Uma tradição mítica interpretava o versículo bíblico no qual Adão, ao ver Eva,
diz "desta vez é osso dos meus ossos e carne da minha carne" (Gênesis,
2, 23), como prova de que ele anteriormente fazia sexo com animais. as únicas
companhias que tivera até então no Éden. O casamento cristão combatia
especialmente a homossexualidade, o pior pecado sexual possível, por visar
apenas ao prazer e não à procriação, como Deus determinara ao primeiro casal:
"Sejam fecundos e multipliquem-se" (Gênesis, 1, 28).
Outra passagem bíblica, muito citada pelo clero medieval, comprovava o horror
ao homossexualismo, difundido em Sodoma e Gomorra, cidades por essa razão
destruídas por Deus com enxofre e fogo (Gênesis, 18, 20-21; 19, 1-29).
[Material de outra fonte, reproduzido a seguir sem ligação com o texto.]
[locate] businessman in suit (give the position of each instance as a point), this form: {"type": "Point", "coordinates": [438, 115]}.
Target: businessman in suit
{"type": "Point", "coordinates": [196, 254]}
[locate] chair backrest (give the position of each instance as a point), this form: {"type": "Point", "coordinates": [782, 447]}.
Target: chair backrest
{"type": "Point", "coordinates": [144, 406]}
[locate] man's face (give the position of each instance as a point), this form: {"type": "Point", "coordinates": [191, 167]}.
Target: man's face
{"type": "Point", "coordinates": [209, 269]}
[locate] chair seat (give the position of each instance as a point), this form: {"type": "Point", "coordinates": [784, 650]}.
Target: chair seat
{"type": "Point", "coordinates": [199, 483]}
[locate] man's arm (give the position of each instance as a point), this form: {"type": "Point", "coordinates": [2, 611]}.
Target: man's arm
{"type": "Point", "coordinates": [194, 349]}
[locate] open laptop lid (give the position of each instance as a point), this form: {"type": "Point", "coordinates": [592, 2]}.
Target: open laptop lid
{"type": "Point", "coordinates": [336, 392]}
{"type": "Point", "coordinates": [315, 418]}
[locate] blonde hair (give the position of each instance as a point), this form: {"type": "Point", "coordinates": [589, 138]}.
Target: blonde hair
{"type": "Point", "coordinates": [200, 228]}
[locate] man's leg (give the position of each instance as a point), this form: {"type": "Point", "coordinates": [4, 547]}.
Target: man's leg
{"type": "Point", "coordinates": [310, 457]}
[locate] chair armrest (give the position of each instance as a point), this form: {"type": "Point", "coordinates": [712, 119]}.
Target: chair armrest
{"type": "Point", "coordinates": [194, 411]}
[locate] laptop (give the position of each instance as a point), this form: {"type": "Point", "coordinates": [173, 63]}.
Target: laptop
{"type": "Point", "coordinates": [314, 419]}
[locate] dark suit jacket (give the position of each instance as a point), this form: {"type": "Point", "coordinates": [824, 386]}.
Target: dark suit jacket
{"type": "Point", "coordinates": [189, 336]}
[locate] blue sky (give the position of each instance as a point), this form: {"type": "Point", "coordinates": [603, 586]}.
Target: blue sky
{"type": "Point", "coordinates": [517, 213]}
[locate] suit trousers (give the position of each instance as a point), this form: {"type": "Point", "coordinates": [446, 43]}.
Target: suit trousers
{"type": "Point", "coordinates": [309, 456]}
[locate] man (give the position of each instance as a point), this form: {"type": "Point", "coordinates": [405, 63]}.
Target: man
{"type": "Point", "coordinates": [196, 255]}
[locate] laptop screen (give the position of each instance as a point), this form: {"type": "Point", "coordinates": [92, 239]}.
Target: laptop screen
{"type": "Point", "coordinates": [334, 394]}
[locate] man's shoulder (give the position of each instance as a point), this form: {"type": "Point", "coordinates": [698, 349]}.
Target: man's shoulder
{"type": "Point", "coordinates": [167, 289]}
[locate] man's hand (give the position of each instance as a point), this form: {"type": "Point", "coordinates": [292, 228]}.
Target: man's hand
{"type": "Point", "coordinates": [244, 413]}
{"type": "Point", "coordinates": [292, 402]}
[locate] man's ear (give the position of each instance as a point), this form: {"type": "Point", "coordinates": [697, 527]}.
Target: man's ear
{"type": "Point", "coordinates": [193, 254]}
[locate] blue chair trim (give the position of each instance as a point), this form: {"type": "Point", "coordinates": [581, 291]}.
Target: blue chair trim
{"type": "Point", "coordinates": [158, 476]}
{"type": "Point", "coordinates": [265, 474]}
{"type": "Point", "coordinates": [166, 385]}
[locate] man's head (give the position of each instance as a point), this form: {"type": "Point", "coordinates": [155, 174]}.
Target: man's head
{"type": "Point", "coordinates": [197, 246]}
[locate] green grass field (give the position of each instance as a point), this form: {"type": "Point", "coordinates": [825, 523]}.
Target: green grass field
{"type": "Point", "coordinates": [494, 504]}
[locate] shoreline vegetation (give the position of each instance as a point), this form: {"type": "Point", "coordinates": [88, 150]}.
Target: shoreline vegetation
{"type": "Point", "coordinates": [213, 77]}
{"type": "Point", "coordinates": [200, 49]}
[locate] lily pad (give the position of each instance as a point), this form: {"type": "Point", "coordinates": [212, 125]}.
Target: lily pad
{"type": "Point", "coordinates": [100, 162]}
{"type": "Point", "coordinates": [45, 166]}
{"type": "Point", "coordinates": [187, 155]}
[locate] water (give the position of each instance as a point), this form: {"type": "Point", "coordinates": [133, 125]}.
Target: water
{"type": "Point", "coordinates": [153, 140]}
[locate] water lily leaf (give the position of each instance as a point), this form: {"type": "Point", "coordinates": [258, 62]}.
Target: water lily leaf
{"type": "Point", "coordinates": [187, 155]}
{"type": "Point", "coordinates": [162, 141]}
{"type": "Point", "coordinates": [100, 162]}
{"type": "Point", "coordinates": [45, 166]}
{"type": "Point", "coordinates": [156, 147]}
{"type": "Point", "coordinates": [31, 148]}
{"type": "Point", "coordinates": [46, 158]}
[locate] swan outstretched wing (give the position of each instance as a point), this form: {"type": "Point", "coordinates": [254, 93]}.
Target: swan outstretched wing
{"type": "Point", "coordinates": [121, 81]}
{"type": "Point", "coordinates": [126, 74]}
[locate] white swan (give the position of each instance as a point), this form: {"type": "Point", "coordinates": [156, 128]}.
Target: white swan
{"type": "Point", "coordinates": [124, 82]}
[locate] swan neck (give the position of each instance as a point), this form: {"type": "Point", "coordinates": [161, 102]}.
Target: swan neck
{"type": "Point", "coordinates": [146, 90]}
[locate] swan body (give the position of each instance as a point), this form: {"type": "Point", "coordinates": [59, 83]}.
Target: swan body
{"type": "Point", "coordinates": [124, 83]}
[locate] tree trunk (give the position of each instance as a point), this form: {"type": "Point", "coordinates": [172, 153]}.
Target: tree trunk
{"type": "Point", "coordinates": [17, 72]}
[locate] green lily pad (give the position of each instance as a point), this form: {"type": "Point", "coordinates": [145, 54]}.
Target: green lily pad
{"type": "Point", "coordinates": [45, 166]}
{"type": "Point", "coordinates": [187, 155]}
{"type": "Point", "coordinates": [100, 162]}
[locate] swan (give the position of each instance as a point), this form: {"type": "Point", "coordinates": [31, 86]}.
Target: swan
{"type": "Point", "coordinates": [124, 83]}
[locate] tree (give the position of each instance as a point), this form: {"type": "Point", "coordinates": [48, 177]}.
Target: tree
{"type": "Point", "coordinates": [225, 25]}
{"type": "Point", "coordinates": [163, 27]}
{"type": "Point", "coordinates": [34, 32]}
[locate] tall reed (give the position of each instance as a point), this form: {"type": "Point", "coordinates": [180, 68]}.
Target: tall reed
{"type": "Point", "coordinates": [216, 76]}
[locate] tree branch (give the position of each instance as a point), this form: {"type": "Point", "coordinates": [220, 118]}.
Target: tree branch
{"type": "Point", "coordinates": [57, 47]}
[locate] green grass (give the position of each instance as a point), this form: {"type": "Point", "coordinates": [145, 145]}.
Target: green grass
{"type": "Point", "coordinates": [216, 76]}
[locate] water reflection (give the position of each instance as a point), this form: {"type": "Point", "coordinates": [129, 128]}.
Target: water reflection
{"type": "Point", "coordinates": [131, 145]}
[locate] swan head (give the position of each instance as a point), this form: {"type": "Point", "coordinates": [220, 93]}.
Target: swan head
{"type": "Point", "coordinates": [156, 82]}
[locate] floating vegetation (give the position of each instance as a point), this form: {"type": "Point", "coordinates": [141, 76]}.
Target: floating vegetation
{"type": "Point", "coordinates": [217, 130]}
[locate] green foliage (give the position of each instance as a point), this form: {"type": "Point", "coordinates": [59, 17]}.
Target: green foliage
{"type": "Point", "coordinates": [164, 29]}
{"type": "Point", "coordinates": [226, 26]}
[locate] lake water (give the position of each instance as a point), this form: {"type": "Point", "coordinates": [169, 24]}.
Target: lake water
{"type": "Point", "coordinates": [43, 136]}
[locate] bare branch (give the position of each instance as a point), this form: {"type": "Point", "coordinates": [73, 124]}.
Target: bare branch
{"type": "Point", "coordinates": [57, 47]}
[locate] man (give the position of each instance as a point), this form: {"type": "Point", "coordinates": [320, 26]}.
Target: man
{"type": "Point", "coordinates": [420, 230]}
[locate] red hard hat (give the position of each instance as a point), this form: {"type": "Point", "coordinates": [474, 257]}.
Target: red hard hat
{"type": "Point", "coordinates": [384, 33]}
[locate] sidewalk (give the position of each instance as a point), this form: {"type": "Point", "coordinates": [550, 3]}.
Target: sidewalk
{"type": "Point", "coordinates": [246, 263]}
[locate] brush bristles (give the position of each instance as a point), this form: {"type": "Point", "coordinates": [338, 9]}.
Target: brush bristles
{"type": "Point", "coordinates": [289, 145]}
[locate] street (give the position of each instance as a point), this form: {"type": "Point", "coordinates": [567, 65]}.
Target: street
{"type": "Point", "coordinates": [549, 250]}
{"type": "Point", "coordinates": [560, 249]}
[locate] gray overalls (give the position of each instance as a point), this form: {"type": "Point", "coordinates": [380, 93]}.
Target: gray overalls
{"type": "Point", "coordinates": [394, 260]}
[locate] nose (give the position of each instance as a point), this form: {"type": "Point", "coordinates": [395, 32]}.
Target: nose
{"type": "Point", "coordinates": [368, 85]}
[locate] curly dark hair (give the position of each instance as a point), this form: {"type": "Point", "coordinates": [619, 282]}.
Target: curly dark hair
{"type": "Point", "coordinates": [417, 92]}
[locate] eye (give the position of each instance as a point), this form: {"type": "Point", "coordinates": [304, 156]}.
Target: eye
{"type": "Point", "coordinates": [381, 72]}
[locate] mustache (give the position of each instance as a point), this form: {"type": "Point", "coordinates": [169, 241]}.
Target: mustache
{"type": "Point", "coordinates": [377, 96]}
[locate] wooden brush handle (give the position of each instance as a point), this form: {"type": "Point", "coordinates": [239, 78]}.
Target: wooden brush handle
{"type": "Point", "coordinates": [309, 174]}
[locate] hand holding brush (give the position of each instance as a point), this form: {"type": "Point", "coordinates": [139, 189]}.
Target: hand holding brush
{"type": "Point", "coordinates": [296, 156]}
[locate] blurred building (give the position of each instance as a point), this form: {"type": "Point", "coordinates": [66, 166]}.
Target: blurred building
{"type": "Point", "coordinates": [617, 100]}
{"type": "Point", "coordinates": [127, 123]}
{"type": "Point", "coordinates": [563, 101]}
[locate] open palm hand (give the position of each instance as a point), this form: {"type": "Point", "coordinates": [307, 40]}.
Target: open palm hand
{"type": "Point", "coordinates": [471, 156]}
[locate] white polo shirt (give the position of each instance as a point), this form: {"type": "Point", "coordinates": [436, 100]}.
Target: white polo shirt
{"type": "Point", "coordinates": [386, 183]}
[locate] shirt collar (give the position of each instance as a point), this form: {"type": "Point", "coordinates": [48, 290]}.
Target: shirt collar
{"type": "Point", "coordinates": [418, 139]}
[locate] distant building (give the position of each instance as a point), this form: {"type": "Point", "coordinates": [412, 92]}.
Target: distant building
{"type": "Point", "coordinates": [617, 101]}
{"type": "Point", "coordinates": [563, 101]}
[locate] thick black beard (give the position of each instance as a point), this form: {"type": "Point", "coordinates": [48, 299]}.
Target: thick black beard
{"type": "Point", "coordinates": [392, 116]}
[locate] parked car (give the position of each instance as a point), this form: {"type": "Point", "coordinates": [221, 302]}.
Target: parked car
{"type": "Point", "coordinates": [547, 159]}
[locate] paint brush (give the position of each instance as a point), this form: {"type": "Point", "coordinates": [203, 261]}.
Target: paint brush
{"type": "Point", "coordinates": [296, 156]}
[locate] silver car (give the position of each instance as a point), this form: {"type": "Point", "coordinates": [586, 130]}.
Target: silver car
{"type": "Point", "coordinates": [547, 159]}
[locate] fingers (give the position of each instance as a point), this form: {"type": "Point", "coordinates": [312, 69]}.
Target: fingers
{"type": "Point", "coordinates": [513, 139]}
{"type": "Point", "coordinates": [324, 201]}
Em segundo lugar, o matrimônio é uma relação monogâmica. Por
um lado, isso atendia a um dado da mentalidade medieval, fascinada pela Unidade
cosmológica, talvez como forma compensatória à grande diversidade da realidade
concreta do Ocidente, dividido em vários reinos, milhares de feudos, dezenas de
línguas e dialetos, diferentes liturgias (apenas com a Reforma Gregoriana
tentou-se impor o rito galicano-romano a todas as regiões, o que demoraria a se
concretizar). Assim, idealmente, ao Deus único deveria corresponder uma só
Igreja, uma só fé, um Só governante secular. Por outro lado, a monogamia
respondia a uma lenta, mas inegável transformação na sensibilidade coletiva -
que a Igreja soube reconhecer e tornar lei - pela qual se passava a ver a
essência do casamento no consentimento mútuo dos noivos. Isto é, a união
deveria ser construída a partir do afeto recíproco, e não apenas de interesses
políticos ou patrimoniais. Ora, com base no afeto conjugal, que é único (como o
dirigido aos pais e a Deus), concluiu-se pela exigência de um único parceiro.
FRANCO JUNIOR, Hilário. A Idade Média, nascimento do
ocidente. São Paulo: Brasiliense, 2011. p. 126-128.